Ich möchte in der heutigen Folge darauf eingehen, woran das liegt, also welche Probleme es mit Aufgabenlisten gibt, welche Fehler Menschen mit ihren Aufgabenlisten machen und sie deswegen nicht so effektiv nutzen, wie es möglich wäre, und wie es wirklich ein gutes Hilfsmittel im Arbeitsalltag ist. Dann werde ich natürlich ein paar Lösungen für diese Probleme immer direkt auch vorschlagen und dir im Anschluss erzählen, wie ich ganz persönlich mit meiner Aufgabenliste umgehe. Das sind die 3 Schritte, die wir heute vor uns haben.

ZU VIEL

Viele haben nicht eine Aufgabenliste haben, sondern ganz, ganz viele. Sie haben ein bisschen was stehen im iPhone in der Erinnerungs-App. Dann haben sie was in einem Aufgabentool stehen wie Todoist, dann was in Meistertask*. Dann gibt’s am Computerbildschirm noch ein paar Post-its, die da rumhängen. Dann liegt neben dem Telefon im Büro noch immer so ein kleiner Telefonblock, wo Sachen aufgeschrieben werden. Im Kalender werden Sachen an den Rand geschmiert, die einem gerade unterwegs einfallen. Und es gibt auch noch den klassischen Einkaufszettel. Um nur mal ein paar zu nennen. Wahrscheinlich gibt es noch viel, viel mehr Orte, wo Menschen sich Aufgabenlisten erstellen.

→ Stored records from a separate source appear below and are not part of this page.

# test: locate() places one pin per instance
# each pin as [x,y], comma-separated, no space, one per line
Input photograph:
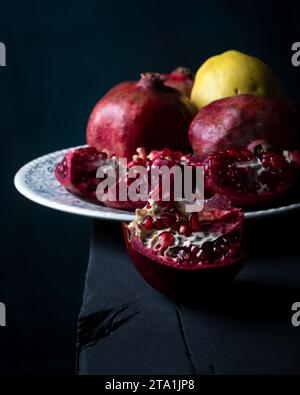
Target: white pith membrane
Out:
[150,237]
[255,169]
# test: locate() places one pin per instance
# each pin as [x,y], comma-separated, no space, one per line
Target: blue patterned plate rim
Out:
[36,181]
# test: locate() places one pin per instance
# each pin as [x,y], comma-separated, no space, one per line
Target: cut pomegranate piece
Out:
[175,259]
[77,172]
[249,178]
[165,157]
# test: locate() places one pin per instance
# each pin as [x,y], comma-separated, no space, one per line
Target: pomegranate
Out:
[77,172]
[178,252]
[146,114]
[165,157]
[181,78]
[250,178]
[235,122]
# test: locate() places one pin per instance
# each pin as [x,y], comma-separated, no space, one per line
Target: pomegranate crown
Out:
[151,80]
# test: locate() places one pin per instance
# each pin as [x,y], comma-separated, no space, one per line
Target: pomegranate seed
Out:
[139,162]
[158,225]
[167,152]
[194,222]
[148,223]
[167,220]
[185,230]
[166,239]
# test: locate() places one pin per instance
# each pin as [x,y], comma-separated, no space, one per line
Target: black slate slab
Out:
[126,327]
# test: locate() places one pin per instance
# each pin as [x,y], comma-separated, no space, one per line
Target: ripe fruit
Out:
[233,73]
[165,157]
[250,179]
[146,114]
[177,263]
[237,121]
[181,78]
[77,172]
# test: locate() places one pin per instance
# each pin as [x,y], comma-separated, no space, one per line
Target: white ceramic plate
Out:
[36,181]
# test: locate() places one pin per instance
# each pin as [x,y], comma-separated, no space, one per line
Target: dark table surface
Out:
[126,327]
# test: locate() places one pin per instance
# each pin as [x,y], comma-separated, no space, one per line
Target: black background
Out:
[61,58]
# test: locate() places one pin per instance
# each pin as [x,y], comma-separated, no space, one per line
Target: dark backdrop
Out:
[61,57]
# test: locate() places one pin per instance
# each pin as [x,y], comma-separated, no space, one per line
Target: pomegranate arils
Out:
[167,220]
[248,179]
[194,222]
[165,239]
[185,230]
[148,223]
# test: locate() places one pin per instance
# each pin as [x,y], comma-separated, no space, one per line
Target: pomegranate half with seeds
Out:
[77,172]
[249,178]
[178,252]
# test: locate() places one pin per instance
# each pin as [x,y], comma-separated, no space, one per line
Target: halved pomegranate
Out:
[78,169]
[178,252]
[249,178]
[77,172]
[165,157]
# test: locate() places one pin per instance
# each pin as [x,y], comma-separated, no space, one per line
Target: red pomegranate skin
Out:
[174,279]
[174,282]
[141,114]
[237,121]
[181,78]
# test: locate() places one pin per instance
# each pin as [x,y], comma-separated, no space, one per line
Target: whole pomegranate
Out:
[181,78]
[235,122]
[179,253]
[146,114]
[249,178]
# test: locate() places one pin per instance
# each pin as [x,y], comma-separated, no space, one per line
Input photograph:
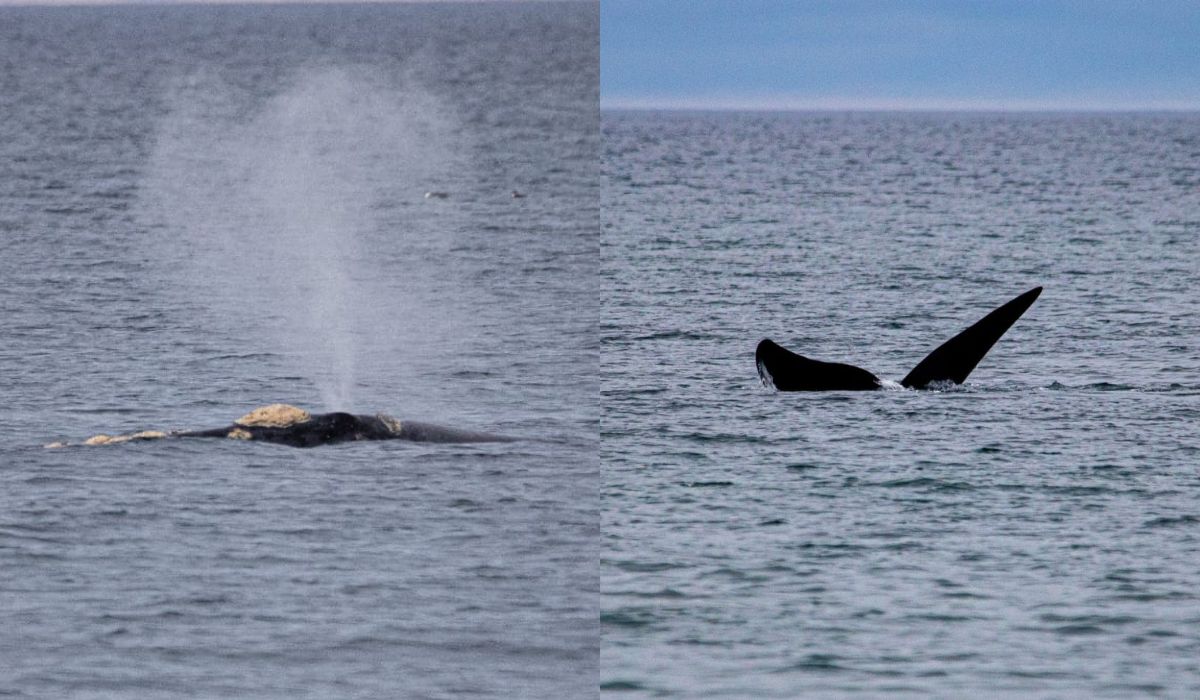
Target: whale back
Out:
[787,371]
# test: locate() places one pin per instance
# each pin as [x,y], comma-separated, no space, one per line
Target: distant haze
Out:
[929,54]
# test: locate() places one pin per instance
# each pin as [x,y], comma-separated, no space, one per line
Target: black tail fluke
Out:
[960,354]
[787,371]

Diese Aufgabenlisten lassen einen natürlich vollkommen den Überblick verlieren. Was ist als nächstes zu tun? Was hat die höchste Priorität? Was ist schon erledigt, was noch nicht? Und so weiter. Das heißt, der 1. wichtige Tipp ist: Du brauchst nur einen Ort, an dem du alles aufschreibst. Dabei ist es mir vollkommen wurscht, ob das Meistertask ist, ob das Todoist ist, ob das Outlook ist, ob das ein klassisches Papiernotizbuch ist. Das einzige, wo ich dir jetzt schon von abraten würde, schreibe es nicht in den Kalender. Trenne Aufgaben und To-Do-Liste ganz klar bis zu einer Wochenplanung, wo dann beides zusammenläuft. Aber erstmal ist das egal, wo du deine Aufgaben notierst, solange du sie an einem festen Ort aufschreibst.